Posted in Law & Legislation, Politics, War
4 Responses to “Why American Embassies are Foreign Territory”
steve2 says:	October 29, 2012 at 5:41 pm	Fascinating. I had always assumed, as it appears you did, that they were American territory. I wonder if diplomatic immunity is also more limited than commonly thought?
Mustang Sally says:	October 30, 2012 at 2:06 am	This seems logical. How many Americans would consider the land the foreign embassies are sitting on in D.C. to not be ultimately U.S. territory?
WiredSisters says:	October 30, 2012 at 10:52 am	This is fascinating, but I think you introduce a red herring by mentioning consulates (and, of course, what happened at Benghazi was at a consulate, not an embassy.) So far as I know, consulates have NEVER been considered equivalent to embassies for purposes of extraterritoriality. US consulates were run by an entirely different branch of the government from embassies (Dept. of Commerce, I think) for many years, because their purpose was entirely different–not to represent the US to foreign governments and people, but to provide conveniences to US merchants abroad. Under the rubric of international courtesy, consulates and their personnel enjoy a lot of the same privileges as embassies and THEIR people. Consuls are considered “diplomats” for purposes of immunity, for instance. But I’m not even sure consulates are “inviolable.”
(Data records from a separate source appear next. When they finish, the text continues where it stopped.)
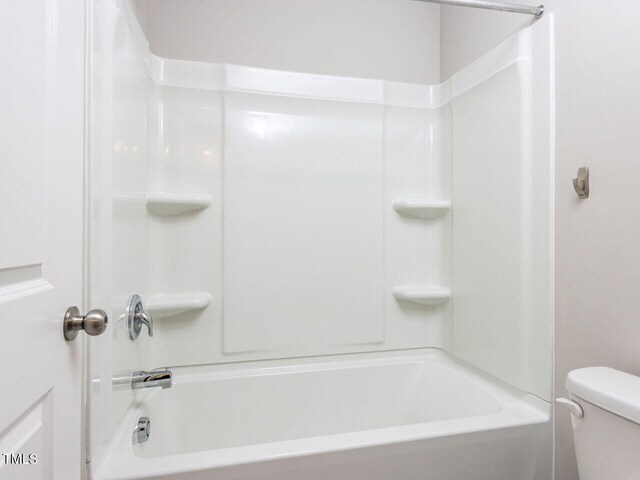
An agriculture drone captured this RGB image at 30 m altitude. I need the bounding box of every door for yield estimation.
[0,0,85,480]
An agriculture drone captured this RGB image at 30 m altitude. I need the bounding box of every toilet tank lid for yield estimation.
[565,367,640,424]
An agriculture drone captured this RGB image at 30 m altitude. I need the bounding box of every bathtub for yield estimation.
[89,349,551,480]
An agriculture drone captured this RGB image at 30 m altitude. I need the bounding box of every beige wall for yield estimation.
[130,0,440,83]
[441,0,640,480]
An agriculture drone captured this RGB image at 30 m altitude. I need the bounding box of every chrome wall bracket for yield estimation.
[573,167,589,198]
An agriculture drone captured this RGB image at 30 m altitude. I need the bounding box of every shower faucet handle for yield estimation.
[126,293,153,340]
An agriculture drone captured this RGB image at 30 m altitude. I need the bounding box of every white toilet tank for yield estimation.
[559,367,640,480]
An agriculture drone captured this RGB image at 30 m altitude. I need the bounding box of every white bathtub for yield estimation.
[89,349,551,480]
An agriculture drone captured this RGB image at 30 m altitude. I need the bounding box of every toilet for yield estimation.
[556,367,640,480]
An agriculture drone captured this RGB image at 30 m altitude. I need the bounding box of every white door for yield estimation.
[0,0,85,480]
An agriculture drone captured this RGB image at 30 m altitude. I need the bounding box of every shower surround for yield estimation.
[88,1,553,480]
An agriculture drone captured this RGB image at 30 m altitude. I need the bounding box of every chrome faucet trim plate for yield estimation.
[126,293,153,340]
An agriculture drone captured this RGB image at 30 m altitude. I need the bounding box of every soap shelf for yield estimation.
[392,199,451,220]
[392,285,451,305]
[147,193,211,217]
[113,192,211,217]
[144,292,213,318]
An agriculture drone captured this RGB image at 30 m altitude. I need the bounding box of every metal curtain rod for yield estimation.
[418,0,544,17]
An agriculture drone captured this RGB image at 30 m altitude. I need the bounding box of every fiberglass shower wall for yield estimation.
[90,0,552,462]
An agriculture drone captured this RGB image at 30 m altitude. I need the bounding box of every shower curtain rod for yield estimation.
[418,0,544,17]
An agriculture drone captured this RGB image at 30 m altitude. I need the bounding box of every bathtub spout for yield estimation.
[131,368,173,390]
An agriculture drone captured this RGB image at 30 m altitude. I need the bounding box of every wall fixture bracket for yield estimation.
[573,167,589,198]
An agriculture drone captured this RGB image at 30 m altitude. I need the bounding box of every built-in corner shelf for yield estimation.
[147,193,211,217]
[392,198,451,220]
[393,285,451,305]
[144,292,213,318]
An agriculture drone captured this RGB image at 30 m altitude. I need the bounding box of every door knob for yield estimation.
[62,306,109,340]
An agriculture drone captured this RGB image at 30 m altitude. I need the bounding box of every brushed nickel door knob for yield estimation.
[62,306,109,340]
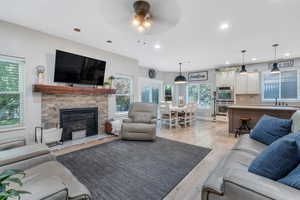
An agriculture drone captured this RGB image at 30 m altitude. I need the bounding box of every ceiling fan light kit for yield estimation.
[271,44,280,74]
[131,1,152,32]
[240,50,247,74]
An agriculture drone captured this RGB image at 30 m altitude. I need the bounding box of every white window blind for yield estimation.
[262,69,298,100]
[0,56,25,128]
[113,75,132,113]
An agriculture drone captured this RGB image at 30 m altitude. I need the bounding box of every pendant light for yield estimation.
[240,50,247,74]
[174,63,187,84]
[271,44,280,73]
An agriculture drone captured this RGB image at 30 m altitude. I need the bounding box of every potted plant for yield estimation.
[0,169,30,200]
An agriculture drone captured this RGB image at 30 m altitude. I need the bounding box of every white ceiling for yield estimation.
[0,0,300,71]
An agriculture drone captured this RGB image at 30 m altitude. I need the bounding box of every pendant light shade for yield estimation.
[271,44,280,73]
[174,63,187,84]
[240,50,247,74]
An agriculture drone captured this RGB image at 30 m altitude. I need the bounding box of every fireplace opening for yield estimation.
[59,108,98,142]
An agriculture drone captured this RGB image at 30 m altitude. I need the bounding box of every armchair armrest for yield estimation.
[224,170,300,200]
[17,176,68,200]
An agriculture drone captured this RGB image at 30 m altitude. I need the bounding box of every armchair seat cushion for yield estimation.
[122,123,156,133]
[0,144,50,166]
[24,161,91,199]
[133,112,152,123]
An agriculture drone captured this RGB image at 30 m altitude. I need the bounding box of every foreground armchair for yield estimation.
[121,103,157,140]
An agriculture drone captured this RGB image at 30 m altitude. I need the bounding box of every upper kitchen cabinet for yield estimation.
[216,71,235,88]
[236,72,260,94]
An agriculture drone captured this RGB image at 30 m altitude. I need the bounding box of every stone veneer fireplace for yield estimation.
[42,94,108,135]
[59,108,98,142]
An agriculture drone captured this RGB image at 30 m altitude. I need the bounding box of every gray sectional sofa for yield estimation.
[0,135,91,200]
[202,135,300,200]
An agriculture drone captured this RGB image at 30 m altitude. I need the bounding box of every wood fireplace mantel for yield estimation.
[33,84,116,95]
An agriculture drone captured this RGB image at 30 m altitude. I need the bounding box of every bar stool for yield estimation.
[235,117,251,137]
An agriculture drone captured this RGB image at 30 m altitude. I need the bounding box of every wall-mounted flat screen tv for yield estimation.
[54,50,106,85]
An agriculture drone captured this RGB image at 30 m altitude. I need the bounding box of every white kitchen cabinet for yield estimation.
[248,72,260,94]
[216,71,235,87]
[236,74,248,94]
[236,72,260,94]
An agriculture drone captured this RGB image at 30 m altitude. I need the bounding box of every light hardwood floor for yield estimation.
[54,121,236,200]
[160,121,237,200]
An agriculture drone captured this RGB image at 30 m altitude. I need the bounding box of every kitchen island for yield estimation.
[228,105,299,133]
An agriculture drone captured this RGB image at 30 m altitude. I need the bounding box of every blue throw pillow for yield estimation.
[250,115,292,145]
[248,133,300,180]
[278,162,300,190]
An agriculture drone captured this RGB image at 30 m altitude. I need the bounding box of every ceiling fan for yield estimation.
[99,0,180,35]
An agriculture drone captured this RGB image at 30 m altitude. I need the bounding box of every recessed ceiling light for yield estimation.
[220,23,230,30]
[73,28,81,32]
[154,44,161,49]
[284,52,291,57]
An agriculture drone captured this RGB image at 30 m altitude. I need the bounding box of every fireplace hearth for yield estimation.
[59,108,98,142]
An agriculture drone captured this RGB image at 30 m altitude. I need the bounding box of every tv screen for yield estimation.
[54,50,106,85]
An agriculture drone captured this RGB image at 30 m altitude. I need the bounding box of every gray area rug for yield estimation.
[57,138,210,200]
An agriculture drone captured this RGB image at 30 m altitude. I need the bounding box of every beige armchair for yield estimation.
[121,103,158,140]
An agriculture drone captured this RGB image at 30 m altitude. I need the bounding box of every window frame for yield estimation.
[113,74,133,115]
[0,54,25,132]
[260,67,300,103]
[186,83,213,110]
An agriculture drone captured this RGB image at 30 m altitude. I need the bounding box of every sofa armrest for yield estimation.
[0,144,50,167]
[0,138,25,151]
[224,170,300,200]
[16,176,68,200]
[150,118,157,124]
[123,118,133,123]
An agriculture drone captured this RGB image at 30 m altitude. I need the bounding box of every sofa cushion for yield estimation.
[291,110,300,133]
[249,133,300,180]
[278,164,300,190]
[203,150,255,194]
[250,115,292,145]
[133,112,152,123]
[24,161,91,199]
[232,134,267,156]
[0,136,25,151]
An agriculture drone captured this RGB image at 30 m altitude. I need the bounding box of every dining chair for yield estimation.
[160,103,178,129]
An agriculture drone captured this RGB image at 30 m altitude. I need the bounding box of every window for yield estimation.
[113,75,132,112]
[165,85,172,101]
[0,57,24,128]
[262,70,299,101]
[187,84,212,109]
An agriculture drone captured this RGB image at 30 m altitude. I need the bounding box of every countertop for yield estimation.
[228,105,299,110]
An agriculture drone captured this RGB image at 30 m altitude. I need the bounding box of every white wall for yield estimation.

MI says:	October 30, 2012 at 7:55 pm	Glad y’all found this interesting. In response to various points raised: Steve – honestly, I’m not sure. I do know diplomats actually are obliged to obey the laws of the receiving state; IIRC, they can even be penalized for failing to do so if the sending state withdraws their diplomatic immunity. Mustang Sally – having not done a poll, I couldn’t say. Considering how commonly-held the notion of embassy extraterritoriality is, I wouldn’t be surprised if at least some Americans applied this misconception to foreign embassies stateside as well as U.S. embassies abroad. WiredSisters – I agree that consulates are different from embassies. That said, it appears consular premises are inviolable. See Vienna Convention on Consular Relations art. 31(1), Apr. 24, 1963, 21.1 U.S.T. 77, 596 U.N.T.S. 261 (“Consular premises shall be inviolable to the extent provided in this Article.”); Restatement (Third) of the Foreign Relations Law of the United States § 466 (1987) (“The premises . . . of an accredited diplomatic mission or consular post are inviolable . . . .”). The Pasby & Archer cases cited in footnote 4 claimed the extraterritoriality of consular premises. However, Meredith v. United States, 330 F.2d 9, 11 (9th Cir. 1964), rejected FTCA’s applicability to damages in U.S. consulates, as well as U.S. embassies, abroad. Similarly, the Third Restatement’s distinction between inviolability & extraterritoriality (cited in footnote 10) also applies to consular premises. It thus appears, at least to me, that consulates are no more extraterritorial than embassies are.